I Built a Control Plane for My AI Agent — Because It Kept Making the Same Mistakes

#claude #ai #automation #opensource

I run a Claude agent 24/7. It writes code, deploys services, manages my side projects. Sounds cool, right?

Except it kept doing dumb things. And I'd only find out after the damage was done.

The Three Problems Nobody Talks About

When you let an AI agent run autonomously, you quickly hit three walls:

1. You have no idea what it's doing.
You're tailing logs, scrolling through terminal output, trying to piece together what happened while you were asleep. The agent ran for 8 hours. What did it accomplish? Nobody knows.

2. It repeats the same mistakes.
Last week it used pkill -f and crashed my system. I told it not to. Next session? Same mistake. Every conversation starts from zero.

3. When it does something wrong, you find out too late.
It spent 3 hours going in circles on a task that should have taken 20 minutes. It installed packages I explicitly said not to. It pushed broken code. By the time you notice, it's already done.

The Fix: Make the Agent Report Its Own Status

I built Evolve — a control plane for autonomous AI agents.

The key insight: don't monitor the agent from outside.

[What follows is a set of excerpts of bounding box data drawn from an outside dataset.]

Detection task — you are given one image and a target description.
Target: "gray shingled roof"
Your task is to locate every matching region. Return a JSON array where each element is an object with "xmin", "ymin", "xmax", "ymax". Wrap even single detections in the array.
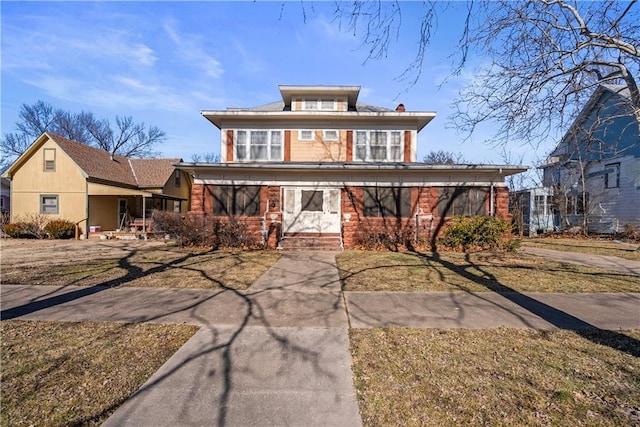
[{"xmin": 227, "ymin": 101, "xmax": 393, "ymax": 113}]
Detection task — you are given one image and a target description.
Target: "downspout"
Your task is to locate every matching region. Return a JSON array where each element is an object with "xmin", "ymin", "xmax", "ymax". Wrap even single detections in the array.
[
  {"xmin": 142, "ymin": 194, "xmax": 147, "ymax": 240},
  {"xmin": 84, "ymin": 179, "xmax": 89, "ymax": 240},
  {"xmin": 489, "ymin": 181, "xmax": 495, "ymax": 216}
]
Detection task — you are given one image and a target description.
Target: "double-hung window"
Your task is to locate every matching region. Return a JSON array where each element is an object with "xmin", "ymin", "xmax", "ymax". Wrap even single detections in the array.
[
  {"xmin": 355, "ymin": 130, "xmax": 403, "ymax": 162},
  {"xmin": 298, "ymin": 129, "xmax": 316, "ymax": 141},
  {"xmin": 42, "ymin": 148, "xmax": 56, "ymax": 172},
  {"xmin": 604, "ymin": 163, "xmax": 620, "ymax": 188},
  {"xmin": 322, "ymin": 129, "xmax": 339, "ymax": 141},
  {"xmin": 40, "ymin": 194, "xmax": 58, "ymax": 215},
  {"xmin": 302, "ymin": 98, "xmax": 336, "ymax": 111},
  {"xmin": 236, "ymin": 130, "xmax": 282, "ymax": 161}
]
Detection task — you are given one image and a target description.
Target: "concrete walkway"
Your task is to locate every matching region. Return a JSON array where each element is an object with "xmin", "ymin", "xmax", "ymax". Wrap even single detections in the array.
[{"xmin": 0, "ymin": 251, "xmax": 640, "ymax": 426}]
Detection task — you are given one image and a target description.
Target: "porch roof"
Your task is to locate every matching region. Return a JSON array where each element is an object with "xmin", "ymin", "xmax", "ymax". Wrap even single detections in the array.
[{"xmin": 176, "ymin": 162, "xmax": 529, "ymax": 176}]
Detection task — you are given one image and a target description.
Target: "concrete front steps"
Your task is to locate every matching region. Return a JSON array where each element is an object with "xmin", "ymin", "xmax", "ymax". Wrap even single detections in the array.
[{"xmin": 278, "ymin": 233, "xmax": 343, "ymax": 251}]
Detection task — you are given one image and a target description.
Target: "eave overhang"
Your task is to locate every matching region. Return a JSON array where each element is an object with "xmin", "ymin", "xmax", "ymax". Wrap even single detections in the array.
[
  {"xmin": 200, "ymin": 110, "xmax": 436, "ymax": 132},
  {"xmin": 278, "ymin": 85, "xmax": 360, "ymax": 106},
  {"xmin": 176, "ymin": 162, "xmax": 529, "ymax": 176}
]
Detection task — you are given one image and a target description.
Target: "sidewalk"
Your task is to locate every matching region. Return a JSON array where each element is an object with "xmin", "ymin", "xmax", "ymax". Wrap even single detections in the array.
[{"xmin": 0, "ymin": 251, "xmax": 640, "ymax": 426}]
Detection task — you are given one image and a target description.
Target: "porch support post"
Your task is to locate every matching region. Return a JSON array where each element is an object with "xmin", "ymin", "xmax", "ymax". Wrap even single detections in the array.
[{"xmin": 142, "ymin": 194, "xmax": 147, "ymax": 236}]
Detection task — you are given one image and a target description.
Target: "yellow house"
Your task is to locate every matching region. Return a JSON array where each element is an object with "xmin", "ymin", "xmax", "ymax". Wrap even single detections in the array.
[{"xmin": 4, "ymin": 132, "xmax": 191, "ymax": 235}]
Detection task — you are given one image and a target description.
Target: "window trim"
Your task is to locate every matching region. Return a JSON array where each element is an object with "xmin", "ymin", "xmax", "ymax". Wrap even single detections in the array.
[
  {"xmin": 233, "ymin": 129, "xmax": 285, "ymax": 162},
  {"xmin": 40, "ymin": 194, "xmax": 60, "ymax": 215},
  {"xmin": 353, "ymin": 129, "xmax": 405, "ymax": 163},
  {"xmin": 298, "ymin": 129, "xmax": 316, "ymax": 141},
  {"xmin": 42, "ymin": 148, "xmax": 56, "ymax": 172},
  {"xmin": 322, "ymin": 129, "xmax": 340, "ymax": 142},
  {"xmin": 300, "ymin": 98, "xmax": 338, "ymax": 111}
]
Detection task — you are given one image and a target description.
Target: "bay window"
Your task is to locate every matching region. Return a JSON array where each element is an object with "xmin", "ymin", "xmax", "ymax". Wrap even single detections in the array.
[
  {"xmin": 236, "ymin": 130, "xmax": 282, "ymax": 161},
  {"xmin": 355, "ymin": 130, "xmax": 403, "ymax": 162}
]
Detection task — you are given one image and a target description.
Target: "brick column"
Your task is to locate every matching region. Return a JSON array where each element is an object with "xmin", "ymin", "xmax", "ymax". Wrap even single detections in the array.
[
  {"xmin": 191, "ymin": 184, "xmax": 204, "ymax": 212},
  {"xmin": 404, "ymin": 130, "xmax": 411, "ymax": 162},
  {"xmin": 226, "ymin": 130, "xmax": 233, "ymax": 162}
]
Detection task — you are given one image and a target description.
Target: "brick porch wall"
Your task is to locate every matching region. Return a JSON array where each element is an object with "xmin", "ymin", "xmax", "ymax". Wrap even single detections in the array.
[
  {"xmin": 189, "ymin": 184, "xmax": 282, "ymax": 249},
  {"xmin": 191, "ymin": 184, "xmax": 510, "ymax": 249}
]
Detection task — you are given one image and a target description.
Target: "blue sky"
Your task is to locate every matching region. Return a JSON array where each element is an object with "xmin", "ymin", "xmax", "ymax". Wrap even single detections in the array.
[{"xmin": 0, "ymin": 1, "xmax": 536, "ymax": 164}]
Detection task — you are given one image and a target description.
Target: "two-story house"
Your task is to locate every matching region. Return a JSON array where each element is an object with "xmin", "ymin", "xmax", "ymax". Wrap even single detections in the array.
[
  {"xmin": 178, "ymin": 86, "xmax": 526, "ymax": 248},
  {"xmin": 541, "ymin": 85, "xmax": 640, "ymax": 233}
]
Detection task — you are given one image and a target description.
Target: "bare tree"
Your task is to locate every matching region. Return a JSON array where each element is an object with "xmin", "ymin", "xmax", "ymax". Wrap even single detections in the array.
[
  {"xmin": 0, "ymin": 101, "xmax": 166, "ymax": 166},
  {"xmin": 328, "ymin": 0, "xmax": 640, "ymax": 147},
  {"xmin": 422, "ymin": 150, "xmax": 467, "ymax": 165}
]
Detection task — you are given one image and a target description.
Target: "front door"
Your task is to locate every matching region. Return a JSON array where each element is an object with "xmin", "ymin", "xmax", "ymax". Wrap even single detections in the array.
[
  {"xmin": 118, "ymin": 199, "xmax": 128, "ymax": 228},
  {"xmin": 282, "ymin": 187, "xmax": 340, "ymax": 233}
]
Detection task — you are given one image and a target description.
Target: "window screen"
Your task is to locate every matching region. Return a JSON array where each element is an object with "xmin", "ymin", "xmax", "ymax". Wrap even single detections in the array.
[
  {"xmin": 362, "ymin": 187, "xmax": 411, "ymax": 218},
  {"xmin": 438, "ymin": 187, "xmax": 487, "ymax": 217},
  {"xmin": 302, "ymin": 190, "xmax": 324, "ymax": 212}
]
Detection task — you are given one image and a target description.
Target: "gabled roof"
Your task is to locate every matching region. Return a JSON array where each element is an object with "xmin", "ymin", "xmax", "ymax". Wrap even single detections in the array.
[
  {"xmin": 543, "ymin": 84, "xmax": 640, "ymax": 161},
  {"xmin": 129, "ymin": 159, "xmax": 182, "ymax": 187},
  {"xmin": 6, "ymin": 132, "xmax": 182, "ymax": 188}
]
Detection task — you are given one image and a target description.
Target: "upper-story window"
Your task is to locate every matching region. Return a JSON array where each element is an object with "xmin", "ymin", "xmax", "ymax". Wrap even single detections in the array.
[
  {"xmin": 42, "ymin": 148, "xmax": 56, "ymax": 172},
  {"xmin": 604, "ymin": 163, "xmax": 620, "ymax": 188},
  {"xmin": 298, "ymin": 130, "xmax": 315, "ymax": 141},
  {"xmin": 236, "ymin": 130, "xmax": 282, "ymax": 161},
  {"xmin": 354, "ymin": 130, "xmax": 403, "ymax": 162},
  {"xmin": 302, "ymin": 98, "xmax": 337, "ymax": 111},
  {"xmin": 322, "ymin": 129, "xmax": 339, "ymax": 141}
]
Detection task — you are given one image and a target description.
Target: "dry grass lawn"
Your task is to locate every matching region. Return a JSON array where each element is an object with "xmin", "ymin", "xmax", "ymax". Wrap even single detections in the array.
[
  {"xmin": 2, "ymin": 241, "xmax": 280, "ymax": 290},
  {"xmin": 336, "ymin": 250, "xmax": 640, "ymax": 292},
  {"xmin": 350, "ymin": 329, "xmax": 640, "ymax": 426},
  {"xmin": 522, "ymin": 237, "xmax": 640, "ymax": 261},
  {"xmin": 1, "ymin": 320, "xmax": 197, "ymax": 426}
]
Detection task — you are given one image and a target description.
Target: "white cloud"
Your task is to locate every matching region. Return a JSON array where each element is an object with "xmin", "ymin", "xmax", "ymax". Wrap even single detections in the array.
[{"xmin": 163, "ymin": 23, "xmax": 224, "ymax": 79}]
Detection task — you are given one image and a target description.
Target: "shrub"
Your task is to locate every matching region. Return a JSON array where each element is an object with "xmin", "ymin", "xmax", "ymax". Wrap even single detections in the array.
[
  {"xmin": 152, "ymin": 211, "xmax": 260, "ymax": 249},
  {"xmin": 438, "ymin": 216, "xmax": 519, "ymax": 251},
  {"xmin": 620, "ymin": 224, "xmax": 640, "ymax": 243},
  {"xmin": 4, "ymin": 220, "xmax": 47, "ymax": 239},
  {"xmin": 355, "ymin": 224, "xmax": 415, "ymax": 252},
  {"xmin": 44, "ymin": 219, "xmax": 76, "ymax": 239},
  {"xmin": 4, "ymin": 222, "xmax": 35, "ymax": 239}
]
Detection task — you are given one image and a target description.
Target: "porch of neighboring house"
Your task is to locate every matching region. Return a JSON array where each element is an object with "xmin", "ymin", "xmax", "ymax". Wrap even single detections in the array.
[{"xmin": 86, "ymin": 193, "xmax": 187, "ymax": 240}]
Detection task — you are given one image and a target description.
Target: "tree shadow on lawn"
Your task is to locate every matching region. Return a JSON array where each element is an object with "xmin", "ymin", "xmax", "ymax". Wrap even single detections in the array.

Make it monitor itself.

# The agent reports: "I'm coding, 40% done"
curl -X POST $EVOLVE_URL/api/agent/heartbeat \
  -d '{"activity":"coding","description":"implementing auth module","progress_pct":40}'

# The agent reports: "I discovered something important"
curl -X POST $EVOLVE_URL/api/agent/discovery \
  -d '{"title":"Rate limit found","content":"Max 3 posts/day","priority":"high"}'

# The agent reports: "Here's what I learned today"
curl -X POST $EVOLVE_URL/api/agent/review \
  -d '{"accomplished":["API integration"],"learned":["Use MD5 not SHA256"]}'

The rule is simple: No report = work doesn't exist. This is baked into the agent's prompt. It must call these APIs, or the work doesn't count.

6 reporting endpoints cover everything: Heartbeat, Deliverable, Discovery, Workflow, Upgrade Proposal, and Review.

The Evolve Dashboard — real-time agent status, system health, active sessions, and recent tasks at a glance.

The Part That Changed Everything: Knowledge That Persists

This is the core innovation. Most agent frameworks start from zero every conversation. Evolve creates a closed-loop learning system:

Agent makes mistake → Reports via review API
        ↓
LLM evaluates: "This is a 10/10 critical lesson"
        ↓
Stored in layered knowledge base:
  • Permanent (score ≥8): Core lessons, never expire
  • Recent (5-7): Useful but temporal, 30-day TTL
  • Task: Matched to current work context
        ↓
Next startup: Injected into agent's prompt
        ↓
Agent never makes that mistake again

The key design decisions:

Refinement, not storage. A secondary LLM scores each lesson (1-10), distills it to one sentence, and tags it. Raw data goes in, actionable knowledge comes out.
Three-layer injection. Only the most relevant knowledge enters the prompt. Not everything — that would blow up the context window.
Auto-expiry. Low-value knowledge expires after 30 days. The knowledge base stays lean.

AI Reviewing AI

One agent works. Another reviews its work.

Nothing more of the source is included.